Kizzmekia Corbett, an NIH immunologist leading the charge in developing a coronavirus vaccine, has suggested that the pandemic could be a ‘genocide’ against black people. The 34-year-old researcher, who is with the Vaccine Research Center, a division of the National Institute of Allergy and Infectious Diseases (NIAID), implied in a tweet that doctors would deliberately let black Americans die as they would be denied ventilators in case of shortage.
Referring to a Bloomberg article on March 29, she wrote: “I tweet for the people who will die when doctors has [sic] to choose who gets the last ventilator and ultimately… who lives.” “The poor. And, while the article doesn’t explicitly say it… the black.”
Making unprofessional social media posts about sensitive government work can violate federal ethical guidelines, according to U.S. media. The Department of Health and Human Services, which has accused her of sharing controversial tweets about the COVID-19 pandemic, has begun reviewing her social media accounts.
After her Twitter posts were shared by Fox News Friday night, Corbett switched her account to private.
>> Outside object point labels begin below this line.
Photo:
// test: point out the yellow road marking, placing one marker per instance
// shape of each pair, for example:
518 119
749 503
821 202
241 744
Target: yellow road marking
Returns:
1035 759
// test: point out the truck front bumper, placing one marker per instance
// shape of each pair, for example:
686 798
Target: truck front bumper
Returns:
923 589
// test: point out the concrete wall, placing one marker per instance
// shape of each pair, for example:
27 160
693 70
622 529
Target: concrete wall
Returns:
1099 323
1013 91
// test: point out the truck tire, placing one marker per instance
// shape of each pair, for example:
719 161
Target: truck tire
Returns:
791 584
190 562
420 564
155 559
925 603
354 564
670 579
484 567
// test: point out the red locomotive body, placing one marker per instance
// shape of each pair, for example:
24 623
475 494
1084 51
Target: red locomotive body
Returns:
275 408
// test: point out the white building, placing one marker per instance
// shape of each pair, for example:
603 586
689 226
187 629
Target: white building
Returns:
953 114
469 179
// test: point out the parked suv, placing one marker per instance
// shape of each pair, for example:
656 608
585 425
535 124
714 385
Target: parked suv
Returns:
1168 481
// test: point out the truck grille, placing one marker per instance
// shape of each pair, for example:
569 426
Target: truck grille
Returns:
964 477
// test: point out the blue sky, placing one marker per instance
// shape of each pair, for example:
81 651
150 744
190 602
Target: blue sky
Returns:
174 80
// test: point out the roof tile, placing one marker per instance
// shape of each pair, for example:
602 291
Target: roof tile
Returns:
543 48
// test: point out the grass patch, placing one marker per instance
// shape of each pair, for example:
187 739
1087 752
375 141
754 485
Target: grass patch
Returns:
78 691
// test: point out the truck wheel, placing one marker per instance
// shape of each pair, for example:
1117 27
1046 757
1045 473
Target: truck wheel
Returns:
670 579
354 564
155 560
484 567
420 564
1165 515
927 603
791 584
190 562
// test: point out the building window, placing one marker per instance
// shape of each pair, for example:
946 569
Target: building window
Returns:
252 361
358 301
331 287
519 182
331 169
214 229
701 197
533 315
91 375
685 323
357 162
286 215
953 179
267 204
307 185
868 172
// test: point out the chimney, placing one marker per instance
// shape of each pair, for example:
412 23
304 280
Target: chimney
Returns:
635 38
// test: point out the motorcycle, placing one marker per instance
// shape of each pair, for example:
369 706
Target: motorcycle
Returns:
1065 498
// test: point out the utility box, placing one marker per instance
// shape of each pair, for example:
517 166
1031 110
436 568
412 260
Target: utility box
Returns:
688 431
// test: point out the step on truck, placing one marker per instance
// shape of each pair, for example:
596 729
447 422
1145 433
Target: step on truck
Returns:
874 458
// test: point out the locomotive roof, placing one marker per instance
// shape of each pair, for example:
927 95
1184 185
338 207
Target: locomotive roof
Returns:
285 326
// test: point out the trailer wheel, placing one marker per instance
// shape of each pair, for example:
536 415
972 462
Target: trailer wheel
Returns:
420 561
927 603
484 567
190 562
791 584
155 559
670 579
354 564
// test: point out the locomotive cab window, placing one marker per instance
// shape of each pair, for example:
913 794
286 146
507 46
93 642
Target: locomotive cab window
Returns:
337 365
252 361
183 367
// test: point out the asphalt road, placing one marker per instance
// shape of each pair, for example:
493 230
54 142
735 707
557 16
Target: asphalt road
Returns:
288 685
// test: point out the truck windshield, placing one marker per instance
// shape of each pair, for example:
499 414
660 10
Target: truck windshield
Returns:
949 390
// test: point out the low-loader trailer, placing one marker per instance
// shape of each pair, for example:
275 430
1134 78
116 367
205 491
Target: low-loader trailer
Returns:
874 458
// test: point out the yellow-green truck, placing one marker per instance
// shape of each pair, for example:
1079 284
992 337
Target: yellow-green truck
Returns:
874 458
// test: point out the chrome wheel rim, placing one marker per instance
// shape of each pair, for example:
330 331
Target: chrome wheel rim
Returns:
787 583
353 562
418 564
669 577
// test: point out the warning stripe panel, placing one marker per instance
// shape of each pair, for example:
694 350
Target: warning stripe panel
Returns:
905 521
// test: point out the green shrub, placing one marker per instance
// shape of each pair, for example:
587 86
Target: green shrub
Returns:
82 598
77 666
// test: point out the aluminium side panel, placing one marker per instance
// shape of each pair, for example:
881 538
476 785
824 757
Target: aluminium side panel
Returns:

Reports said she had earlier disagreed with Surgeon General Jerome Adams after he asked black Americans to avoid cigarettes and alcohol in order to protect their health during the epidemic.
In a response, Corbett wrote: “Black ppl are not dying more because of their behaviors that is just a cop out to adjust accountability”.
The viral immunologist has been studying coronaviruses like SARS and MERS since she arrived at the National Institutes of Health in 2014. An NIH scholar and also a Meyerhoff Scholar, she earned her Ph.D. in Microbiology and Immunology from the University of North Carolina at Chapel Hill in 2014.
Her research interests entail elucidating mechanisms of viral pathogenesis and host immunity as they pertain to vaccine development.
Dr Kizzmekia Corbett, left, senior research fellow and scientific lead for coronavirus vaccines and immunopathogenesis team in the Viral Pathogenesis Laboratory, talked with President Donald Trump as he toured the Viral Pathogenesis Laboratory at the NIH in Bethesda, Md.
Last month, Corbett and her team began running the first human trials of the vaccine in Seattle, just 66 days after the initial viral sequence release, which according to her is “a testament to rapid vaccine development for emerging diseases.”
Sen. Kamala Harris, D-Calif., recently praised Corbett on Twitter, saying she was “leading the charge around the clock to develop a vaccine for coronavirus. The world owes you and your team a debt of gratitude.”
In spite of the controversy surrounding some of Corbett’s tweets, worrying data from the Centers for Disease Control and Prevention (CDC) show that 30 percent of COVID-19 patients are African American, even though African Americans make up around 13 percent of the population of the U.S.
In the virus epicenter New York, figures released Friday by the city’s Health Department show that black people are twice as likely to die from coronavirus than white people.
According to the data, 1,999 black people in NYC have been killed by the coronavirus, making up a third of the city’s total death toll, despite being just 22 percent of the city’s population.
Analysts have also raised concerns about how coronavirus has taken a hugely disproportionate toll on people of color, blaming the disparities on factors such as access to health care and types of jobs that tend to vary based on race.
Governor Andrew Cuomo at his daily press briefing Wednesday said he would investigate these racial disparities in coronavirus deaths.
“Why are more African Americans and Latinos affected?”
“We’re seeing this around the country. Comorbidity, I understand that, but I think there’s something more to it. You know, it always seems that the poorest people pay the highest price. Why is that? Whatever the situation is.”
At the moment, more than 37,000 people in the U.S. have died from the deadly virus while over 700,000 have been infected.